Nebula, OpenStack cloud vendor, just shut down with no notice

Nebula One

Nebula, one of the first OpenStack hardware resellers and integrators, closed its doors April 1st. And, no, it wasn’t an April Fool’s joke.

The company was founded in 2011 by Chris Kemp, who had been chief technology officer for IT at NASA where he helped create OpenStack. Kemp left NASA to push OpenStack forward. As Kemp explained to Tech Republic in the fall of 2014, “I wanted the project to live on beyond the work we were doing … I knew that if we could open-source this work under a very flexible open-source framework, and really get a community gathered around contributing to it, the project could live on.”

At first, things went well for Nebula. The company seems to have customers for its Nebula Cloud Controller, an appliance that integrated up to forty x86 white-box servers into a turnkey OpenStack cloud. The company also had a fat war-chest of almost $40 million from top-tier VCs such as Kleiner Perkins Caufield & Byers and Highland Capital Partners.

So what went wrong? In their closing statement, the Nebula management team said, “the market will likely take another several years to mature. As a venture backed start up, we did not have the resources to wait.”

As for their customers, support has ended immediately. The company recommends that its former customers turn to “OpenStack products from vendors including Red Hat, IBM, HP and others.”

So what really happened and what lessons can we draw from this?

First, venture capital money, as the former employees of Gigaom can attest, can be a poison pill. If your business accepts VC cash, be aware that you’re now on a ticking clock and you’ll need to deliver sooner rather than later.

Second, the OpenStack space was, and still is, crowded. Besides OpenStack-specific private cloud companies, such as Mirantis and Rackspace, there’s a host of big-name operating system and services companies involved.
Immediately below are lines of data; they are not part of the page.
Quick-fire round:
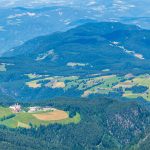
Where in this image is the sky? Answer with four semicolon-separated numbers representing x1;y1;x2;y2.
0;0;150;17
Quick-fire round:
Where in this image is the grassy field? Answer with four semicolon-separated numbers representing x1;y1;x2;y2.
0;107;80;128
26;73;150;101
0;107;12;118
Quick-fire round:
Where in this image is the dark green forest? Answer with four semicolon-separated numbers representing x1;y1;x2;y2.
0;97;150;150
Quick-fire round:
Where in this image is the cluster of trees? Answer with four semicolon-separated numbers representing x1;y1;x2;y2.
0;98;150;150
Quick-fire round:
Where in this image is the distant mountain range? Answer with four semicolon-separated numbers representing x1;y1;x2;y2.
0;22;150;100
0;0;150;54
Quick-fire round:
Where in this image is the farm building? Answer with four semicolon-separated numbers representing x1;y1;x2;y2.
9;104;21;113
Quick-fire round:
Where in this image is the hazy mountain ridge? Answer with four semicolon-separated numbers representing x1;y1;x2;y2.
0;22;150;100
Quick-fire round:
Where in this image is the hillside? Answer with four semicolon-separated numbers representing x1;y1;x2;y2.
0;22;150;101
0;98;150;150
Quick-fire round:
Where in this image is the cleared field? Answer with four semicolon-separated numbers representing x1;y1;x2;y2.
33;110;69;121
0;107;12;118
0;107;80;128
26;73;150;101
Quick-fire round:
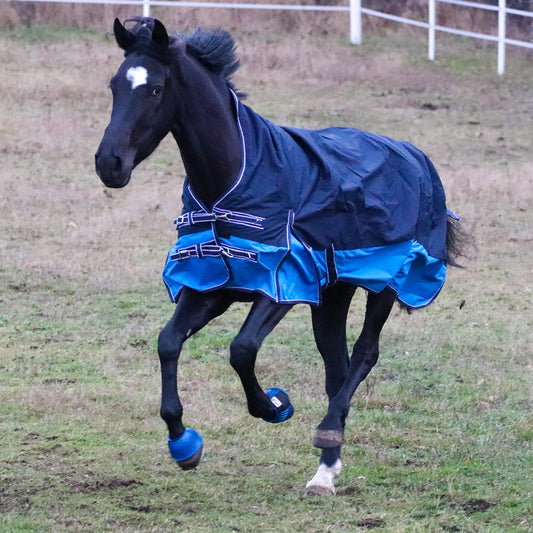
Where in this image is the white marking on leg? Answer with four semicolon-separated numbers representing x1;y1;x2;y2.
305;459;342;495
126;67;148;91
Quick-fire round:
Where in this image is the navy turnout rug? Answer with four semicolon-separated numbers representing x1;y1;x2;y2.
163;91;454;308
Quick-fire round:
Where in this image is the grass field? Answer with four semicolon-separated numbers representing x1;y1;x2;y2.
0;21;533;532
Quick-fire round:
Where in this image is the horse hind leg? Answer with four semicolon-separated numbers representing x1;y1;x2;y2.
305;283;355;496
230;295;293;422
158;289;234;470
313;288;396;449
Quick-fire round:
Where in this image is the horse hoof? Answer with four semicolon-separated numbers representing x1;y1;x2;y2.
176;446;204;470
263;387;294;424
313;429;344;450
168;428;204;470
305;485;335;497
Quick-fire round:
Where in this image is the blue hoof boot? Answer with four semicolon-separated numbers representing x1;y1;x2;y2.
168;428;204;470
263;387;294;424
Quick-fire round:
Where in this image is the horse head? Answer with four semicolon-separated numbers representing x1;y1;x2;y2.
95;18;181;187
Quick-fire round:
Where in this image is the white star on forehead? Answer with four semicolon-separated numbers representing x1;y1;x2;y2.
126;67;148;91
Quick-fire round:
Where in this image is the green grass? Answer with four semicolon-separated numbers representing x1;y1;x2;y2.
0;28;533;533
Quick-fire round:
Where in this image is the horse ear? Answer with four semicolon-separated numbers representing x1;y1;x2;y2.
113;18;135;50
152;19;169;48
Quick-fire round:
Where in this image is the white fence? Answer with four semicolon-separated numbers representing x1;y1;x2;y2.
8;0;533;75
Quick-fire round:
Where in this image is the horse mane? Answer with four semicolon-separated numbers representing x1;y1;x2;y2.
126;17;245;98
179;28;243;96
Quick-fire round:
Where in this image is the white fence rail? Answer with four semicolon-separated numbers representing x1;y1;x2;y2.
8;0;533;75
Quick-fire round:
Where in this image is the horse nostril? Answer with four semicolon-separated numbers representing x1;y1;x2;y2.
113;155;122;172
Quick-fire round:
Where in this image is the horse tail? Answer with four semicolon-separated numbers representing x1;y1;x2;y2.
446;212;470;268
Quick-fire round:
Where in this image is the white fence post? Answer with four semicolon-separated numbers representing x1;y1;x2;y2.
350;0;361;44
428;0;436;61
498;0;507;76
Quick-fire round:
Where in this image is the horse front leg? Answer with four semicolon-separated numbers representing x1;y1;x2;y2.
158;288;235;470
313;288;397;449
306;283;355;496
230;294;293;423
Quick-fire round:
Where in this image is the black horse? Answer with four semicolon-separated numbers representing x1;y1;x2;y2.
95;18;458;494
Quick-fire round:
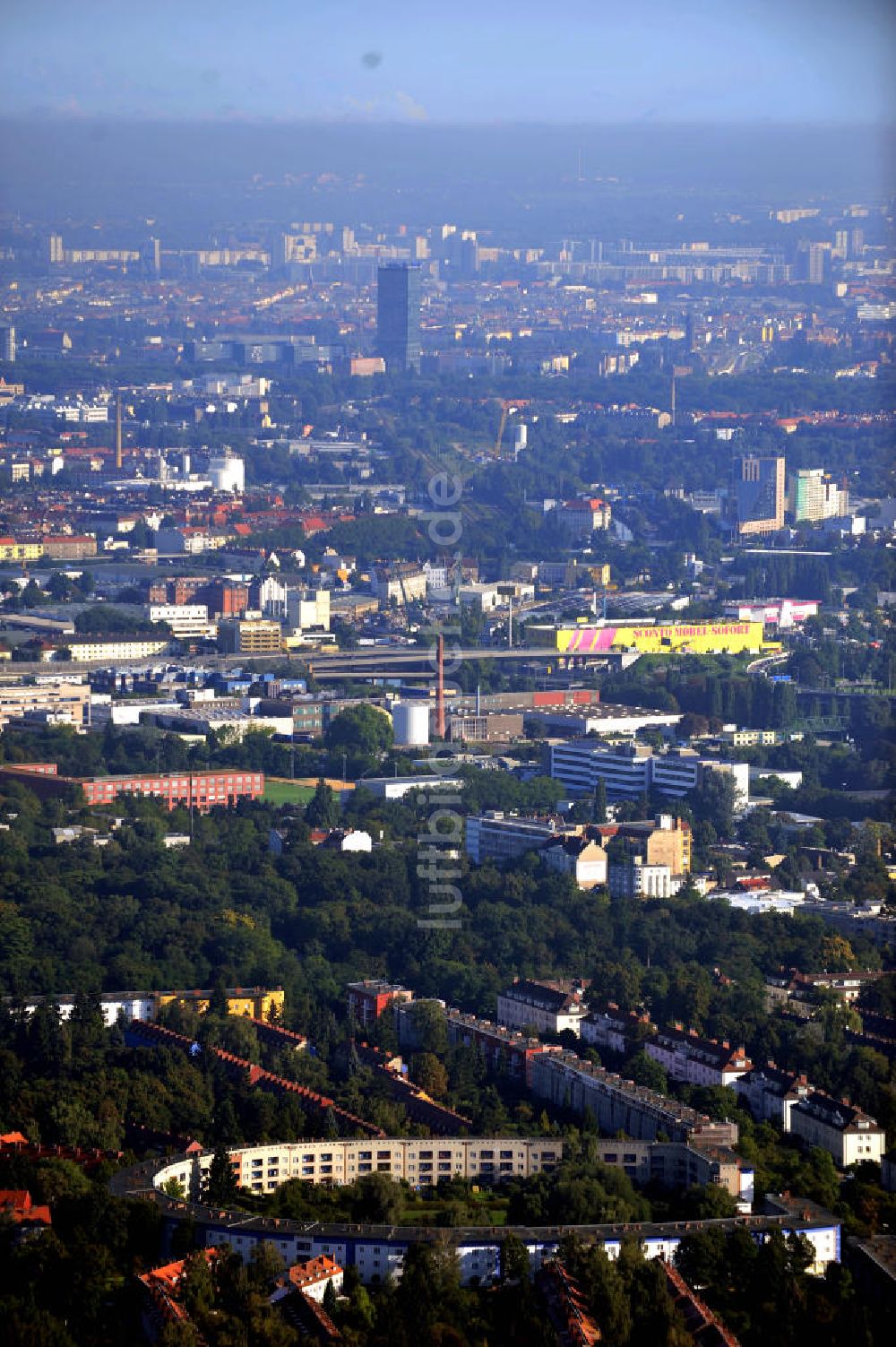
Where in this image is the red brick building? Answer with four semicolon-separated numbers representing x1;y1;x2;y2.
0;763;264;814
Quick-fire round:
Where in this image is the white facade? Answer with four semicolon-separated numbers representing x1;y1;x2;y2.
548;739;749;808
286;589;330;632
392;702;430;747
609;857;685;899
209;454;246;495
644;1032;752;1085
497;982;588;1037
148;603;219;635
465;809;568;865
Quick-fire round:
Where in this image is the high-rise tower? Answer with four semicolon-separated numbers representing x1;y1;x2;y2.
376;263;420;373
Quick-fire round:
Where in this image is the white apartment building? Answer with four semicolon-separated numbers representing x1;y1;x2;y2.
787;468;849;524
547;739;749;807
153;1137;564;1192
609;855;685;899
147;603;219;637
735;1061;811;1132
497;980;588;1037
540;836;607;889
465;809;580;865
789;1090;886;1170
63;635;169;664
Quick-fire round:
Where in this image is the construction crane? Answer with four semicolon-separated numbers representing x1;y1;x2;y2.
493;402;511;458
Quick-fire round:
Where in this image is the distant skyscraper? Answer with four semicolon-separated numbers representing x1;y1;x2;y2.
800;244;830;286
376;263;420;373
732;454;784;538
140;237;161;276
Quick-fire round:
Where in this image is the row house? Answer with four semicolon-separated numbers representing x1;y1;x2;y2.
735;1061;811;1132
789;1090;886;1170
644;1025;752;1085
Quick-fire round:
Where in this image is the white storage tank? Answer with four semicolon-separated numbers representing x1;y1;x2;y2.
392;702;430;747
209;454;246;495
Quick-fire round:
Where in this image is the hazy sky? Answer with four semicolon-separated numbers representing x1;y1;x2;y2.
0;0;896;123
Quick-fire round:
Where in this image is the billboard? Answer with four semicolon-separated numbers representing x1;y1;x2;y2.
556;622;762;654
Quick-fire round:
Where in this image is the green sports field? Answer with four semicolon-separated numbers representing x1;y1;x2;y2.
264;776;314;804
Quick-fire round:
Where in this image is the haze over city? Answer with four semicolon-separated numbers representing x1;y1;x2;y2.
0;0;896;1347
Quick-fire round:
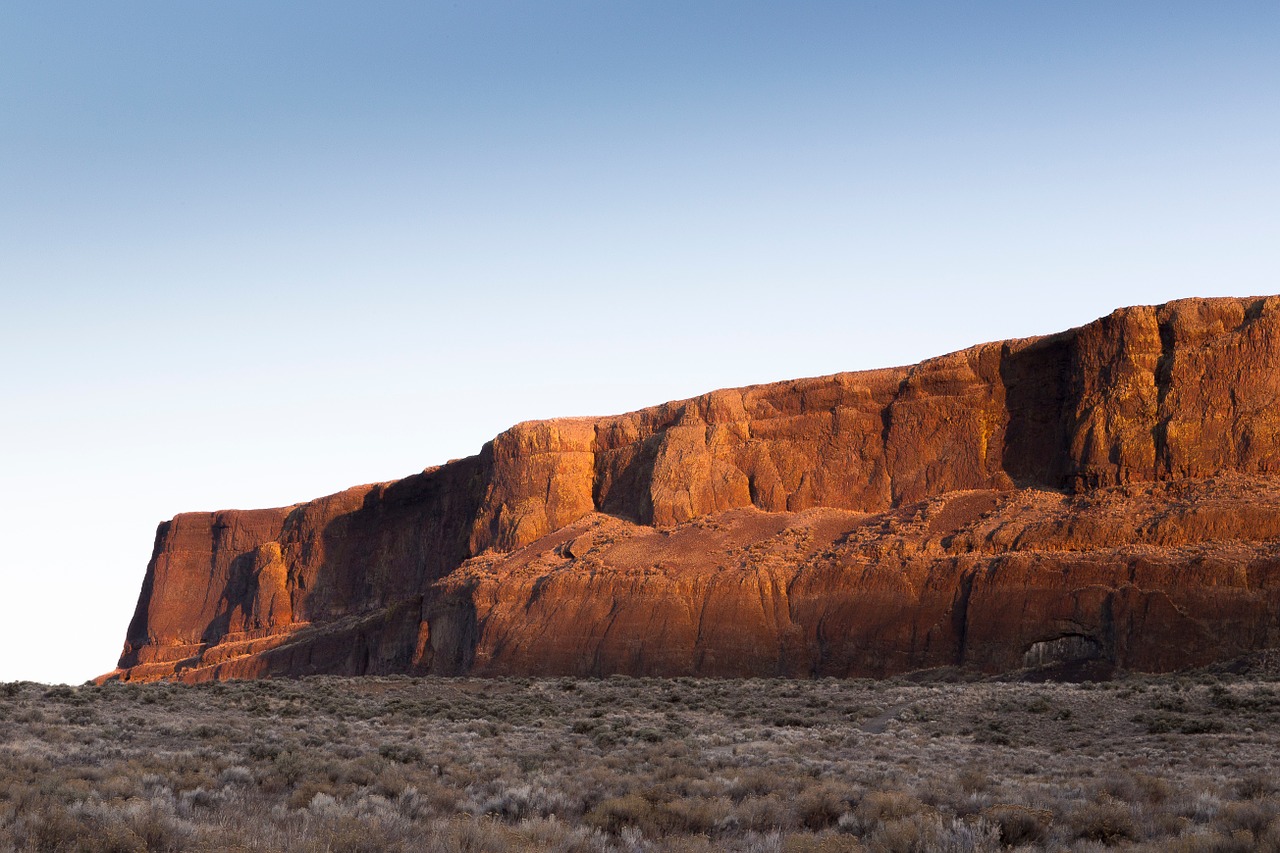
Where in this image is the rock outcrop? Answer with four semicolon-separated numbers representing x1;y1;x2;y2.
104;297;1280;680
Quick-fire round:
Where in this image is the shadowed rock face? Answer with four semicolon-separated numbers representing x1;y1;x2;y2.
105;297;1280;680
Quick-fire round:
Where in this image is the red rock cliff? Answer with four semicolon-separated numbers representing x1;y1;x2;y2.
110;297;1280;680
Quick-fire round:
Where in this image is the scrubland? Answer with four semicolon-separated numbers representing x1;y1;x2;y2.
0;674;1280;853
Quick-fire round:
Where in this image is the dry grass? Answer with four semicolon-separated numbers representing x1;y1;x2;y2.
0;675;1280;853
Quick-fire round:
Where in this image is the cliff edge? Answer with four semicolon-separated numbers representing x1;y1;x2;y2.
102;297;1280;680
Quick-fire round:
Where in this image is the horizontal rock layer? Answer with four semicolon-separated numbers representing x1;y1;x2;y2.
109;297;1280;680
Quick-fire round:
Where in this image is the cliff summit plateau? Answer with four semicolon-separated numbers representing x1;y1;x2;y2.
102;297;1280;681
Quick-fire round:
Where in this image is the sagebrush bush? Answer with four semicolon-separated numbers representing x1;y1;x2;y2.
0;676;1280;853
These businesses include Linux powers, Canonical and Red Hat, and hardware/server giants like IBM and HP. It’s no wonder that smaller OpenStack companies, such as CloudScaling and Metacloud, have been acquired by top-tier companies, EMC and Cisco respectively.

Some companies weren’t going to make it. Nebula was the first major one to go under. It won’t be the last.

Finally, as I know from my own experience, OpenStack is not easy to deploy. The project is in a state of constant evolution. To put it into play as a private cloud requires a lot of work from any system integrator. As for installing OpenStack using your own IT staff … just don’t. Unless you have OpenStack experts in-house, you’re just asking for a world of pain.

For enterprise cloud users, the moral of the story is that you should look very carefully at your partners. Putting together a cloud with cutting-edge technology is hard enough by itself, but you must be able to count on your system integrator, value-added reseller, whoever, to be there when you need them. If you can’t, then you too may find yourself, like Nebula’s customers, looking desperately for support with no notice.